President Bush wants lawmakers to send him a bill that will authorize intelligence agencies to monitor, without court warrants, telephone calls between Americans and suspected terrorists overseas. He also wants the bill to include a provision granting immunity from prosecution to telephone companies that took part in the administration's wiretap program following the September 11, 2001 terrorist attacks on the United States.
Some 40 lawsuits are pending against telephone companies for allegedly violating wiretap laws. Speaking at the White House Friday, Mr. Bush said without legal immunity, these firms will be reluctant to take part in the surveillance program in the future.
"These telephone companies that worked collaboratively with us to protect the American people are afraid they are going to get sued," he said. "The American people have got to understand these lawsuits are going to make it harder for us to convince people to help protect you."
Mr. Bush wants the House to pass legislation approved by the Senate this week which includes a provision to grant immunity to phone companies and gives the government the authority to conduct wiretaps without a warrant. House Democrats have raised concerns about protection of privacy rights.
Public opinion polls have shown that in general the American people view Republicans as stronger on national security.
Republican Senate leader Mitch McConnell of Kentucky says House Democrats will have to answer constituents back home next week about why they refused to back a measure that he argues is critical to helping protect America.
"I think this will be the biggest story through the recess," he said. "People will be asking about it all over the country, and they [House Democrats] will have to decide how to answer the question."
But many Democrats argue that even if the current law expires, the government could still monitor terror suspects' communications that pass through the United States - with a court warrant. They say Republicans and the White House are creating a crisis to deflect attention away from the stagnant U.S. economy and the unpopular war in Iraq.
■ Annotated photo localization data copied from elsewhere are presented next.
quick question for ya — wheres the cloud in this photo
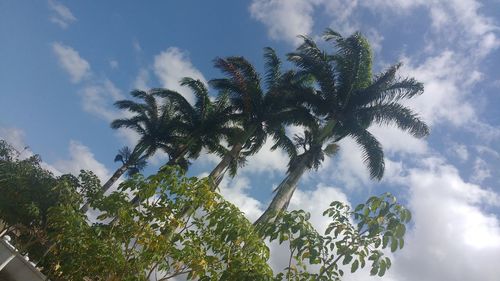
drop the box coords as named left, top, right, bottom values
left=133, top=68, right=150, bottom=91
left=153, top=47, right=206, bottom=104
left=239, top=139, right=289, bottom=176
left=385, top=157, right=500, bottom=281
left=48, top=0, right=76, bottom=29
left=80, top=79, right=124, bottom=122
left=0, top=127, right=27, bottom=152
left=401, top=50, right=477, bottom=126
left=249, top=0, right=319, bottom=45
left=448, top=143, right=469, bottom=162
left=470, top=157, right=491, bottom=184
left=53, top=140, right=111, bottom=183
left=218, top=176, right=265, bottom=222
left=52, top=42, right=91, bottom=83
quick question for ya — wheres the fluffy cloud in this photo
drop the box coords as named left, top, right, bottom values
left=218, top=175, right=265, bottom=222
left=448, top=143, right=469, bottom=162
left=239, top=139, right=290, bottom=176
left=52, top=42, right=91, bottom=83
left=80, top=79, right=124, bottom=122
left=400, top=51, right=478, bottom=127
left=249, top=0, right=320, bottom=45
left=153, top=47, right=207, bottom=104
left=53, top=140, right=111, bottom=183
left=0, top=126, right=27, bottom=152
left=384, top=157, right=500, bottom=281
left=133, top=68, right=150, bottom=91
left=48, top=0, right=76, bottom=29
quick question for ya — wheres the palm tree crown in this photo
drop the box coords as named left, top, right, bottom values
left=207, top=48, right=316, bottom=185
left=255, top=29, right=429, bottom=226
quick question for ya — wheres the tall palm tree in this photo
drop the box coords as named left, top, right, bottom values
left=207, top=48, right=315, bottom=186
left=81, top=90, right=181, bottom=212
left=151, top=78, right=234, bottom=169
left=113, top=146, right=148, bottom=177
left=174, top=49, right=316, bottom=222
left=255, top=30, right=429, bottom=226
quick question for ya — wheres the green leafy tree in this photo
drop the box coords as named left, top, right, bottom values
left=45, top=166, right=274, bottom=281
left=0, top=141, right=412, bottom=280
left=260, top=193, right=412, bottom=280
left=0, top=140, right=101, bottom=261
left=256, top=30, right=429, bottom=226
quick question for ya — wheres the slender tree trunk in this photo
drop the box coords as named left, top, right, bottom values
left=254, top=158, right=308, bottom=227
left=208, top=142, right=244, bottom=188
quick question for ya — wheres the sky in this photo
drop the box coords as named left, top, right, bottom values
left=1, top=0, right=500, bottom=280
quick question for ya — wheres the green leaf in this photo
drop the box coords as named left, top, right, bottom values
left=390, top=238, right=398, bottom=252
left=343, top=255, right=353, bottom=265
left=351, top=260, right=359, bottom=273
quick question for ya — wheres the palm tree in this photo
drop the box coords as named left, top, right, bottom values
left=113, top=146, right=147, bottom=177
left=207, top=48, right=315, bottom=186
left=255, top=30, right=429, bottom=226
left=151, top=78, right=234, bottom=169
left=81, top=89, right=181, bottom=212
left=173, top=49, right=316, bottom=222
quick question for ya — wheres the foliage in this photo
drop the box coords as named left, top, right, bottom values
left=259, top=193, right=411, bottom=281
left=44, top=166, right=273, bottom=281
left=0, top=140, right=412, bottom=280
left=0, top=140, right=101, bottom=260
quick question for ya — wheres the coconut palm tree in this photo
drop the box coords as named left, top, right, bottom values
left=80, top=89, right=182, bottom=212
left=113, top=146, right=148, bottom=177
left=207, top=48, right=316, bottom=186
left=151, top=78, right=234, bottom=169
left=255, top=30, right=430, bottom=226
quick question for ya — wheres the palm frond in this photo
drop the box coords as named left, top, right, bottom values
left=356, top=102, right=429, bottom=138
left=348, top=123, right=384, bottom=180
left=263, top=47, right=281, bottom=90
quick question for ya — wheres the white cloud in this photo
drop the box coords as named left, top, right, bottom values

"They want something to put in front of the American people to take their minds off the state of our economy, to take their minds off the fact that we are just unfortunately just a few lives away from losing 4,000 soldiers in this war in Iraq," said Senator Dick Durbin of Illinois, the number two Democrat in the Senate. "They want to manufacture a security crisis."
The chairmen of the Senate and House Intelligence Committees and Judiciary Committees have begun talks to try to resolve the standoff by the time Congress returns from its recess later this month.
Congressman John Conyers, a Michigan Democrat, is chairman of the House Judiciary Committee.
"We have the beginnings of what can lead to a positive resolution of that problem," he said.
Conyers says he is committed to working with his Republican colleagues and the White House to pass wiretap legislation that protects both civil liberties and national security.